Malise has never felt dominated before. He half resents it, half welcomes it.
More names are exchanged.
‘He wonders about our baskets.’
Wynter the mind-reader: Calx Bole, the servant, holds several wicker baskets. From inside them Malise can hear scratching and fluttering. He is indeed curious.
‘Shall we tell him? Shall we show him? Such an interest in mushrooms deserves reward. No doubt Sir Henry is learned on propagation and edible fruit, but I teach too. Your little white mushroom attacks the liver, which the ancients list, with the brain and the heart, as one of the three principal organs of the body. Who needs armies when you can strike down rulers with mushrooms? Now tell me – how are your class? Are all ten of you alive and well?’

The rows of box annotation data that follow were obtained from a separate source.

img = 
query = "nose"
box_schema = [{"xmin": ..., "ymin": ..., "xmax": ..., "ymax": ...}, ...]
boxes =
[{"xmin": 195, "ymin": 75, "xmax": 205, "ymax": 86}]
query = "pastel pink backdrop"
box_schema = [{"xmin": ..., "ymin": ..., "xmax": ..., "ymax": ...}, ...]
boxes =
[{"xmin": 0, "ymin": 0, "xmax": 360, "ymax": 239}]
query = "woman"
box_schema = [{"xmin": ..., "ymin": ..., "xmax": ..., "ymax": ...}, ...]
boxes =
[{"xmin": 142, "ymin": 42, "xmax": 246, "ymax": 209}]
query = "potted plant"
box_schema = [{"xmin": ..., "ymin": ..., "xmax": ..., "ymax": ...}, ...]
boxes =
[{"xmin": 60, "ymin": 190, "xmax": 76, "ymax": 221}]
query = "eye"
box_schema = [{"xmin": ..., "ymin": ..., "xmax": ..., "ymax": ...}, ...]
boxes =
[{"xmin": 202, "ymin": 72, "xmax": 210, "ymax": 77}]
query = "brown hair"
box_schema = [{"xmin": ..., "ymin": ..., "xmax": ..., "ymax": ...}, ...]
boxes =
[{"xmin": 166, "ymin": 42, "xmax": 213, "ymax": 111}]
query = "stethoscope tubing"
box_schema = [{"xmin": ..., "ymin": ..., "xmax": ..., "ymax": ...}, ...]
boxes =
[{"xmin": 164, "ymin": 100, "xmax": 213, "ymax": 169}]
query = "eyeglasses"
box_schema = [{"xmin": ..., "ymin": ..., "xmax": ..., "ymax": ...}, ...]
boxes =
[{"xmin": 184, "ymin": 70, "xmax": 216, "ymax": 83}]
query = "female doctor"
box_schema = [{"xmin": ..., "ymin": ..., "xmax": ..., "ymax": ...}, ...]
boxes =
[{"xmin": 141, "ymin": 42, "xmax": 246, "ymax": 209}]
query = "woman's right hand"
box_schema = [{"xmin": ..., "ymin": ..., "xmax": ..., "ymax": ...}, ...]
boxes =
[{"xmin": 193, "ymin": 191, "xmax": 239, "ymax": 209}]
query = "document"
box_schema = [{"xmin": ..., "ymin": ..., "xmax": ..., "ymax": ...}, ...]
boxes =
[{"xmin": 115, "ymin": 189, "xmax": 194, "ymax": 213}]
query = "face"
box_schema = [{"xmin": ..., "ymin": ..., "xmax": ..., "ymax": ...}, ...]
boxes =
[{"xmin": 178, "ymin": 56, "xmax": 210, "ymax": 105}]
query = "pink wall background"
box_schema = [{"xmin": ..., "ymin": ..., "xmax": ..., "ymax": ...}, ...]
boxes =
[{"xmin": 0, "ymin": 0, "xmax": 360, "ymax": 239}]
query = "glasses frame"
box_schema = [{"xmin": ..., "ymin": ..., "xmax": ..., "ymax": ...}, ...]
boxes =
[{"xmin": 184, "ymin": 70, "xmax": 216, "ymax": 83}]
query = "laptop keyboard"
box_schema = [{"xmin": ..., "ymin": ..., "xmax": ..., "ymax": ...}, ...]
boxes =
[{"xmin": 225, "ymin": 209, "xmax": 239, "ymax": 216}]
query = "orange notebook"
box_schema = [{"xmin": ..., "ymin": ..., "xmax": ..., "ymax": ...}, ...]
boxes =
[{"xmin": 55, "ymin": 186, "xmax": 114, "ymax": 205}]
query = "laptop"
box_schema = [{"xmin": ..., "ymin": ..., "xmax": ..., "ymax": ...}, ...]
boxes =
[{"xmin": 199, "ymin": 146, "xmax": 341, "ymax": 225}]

He is being toyed with. Malise is fascinated, drawn to Wynter and his arcane knowledge, but repelled at the same time. He senses love can be like this. ‘There are two peasant children also.’
‘Twelve disciples, Calx, locked away in this valley, with no possible future but arid, unapplied study. We could elevate them. We could show you a real future, Master Malise.’
Malise does not reply. He already knows he stands before Grassal’s polar opposite. Of the Tree of Knowledge of Good and Evil, Grassal knows only half. This man knows the Tree through and through.
‘Give him a pot, Calx. Even wonder children must learn to fetch and carry.’
Malise is flattered by the invitation, but resentful of Wynter’s knowing assumption that he will comply. Wynter moves for the first time, so light of step that he slithers rather than walks.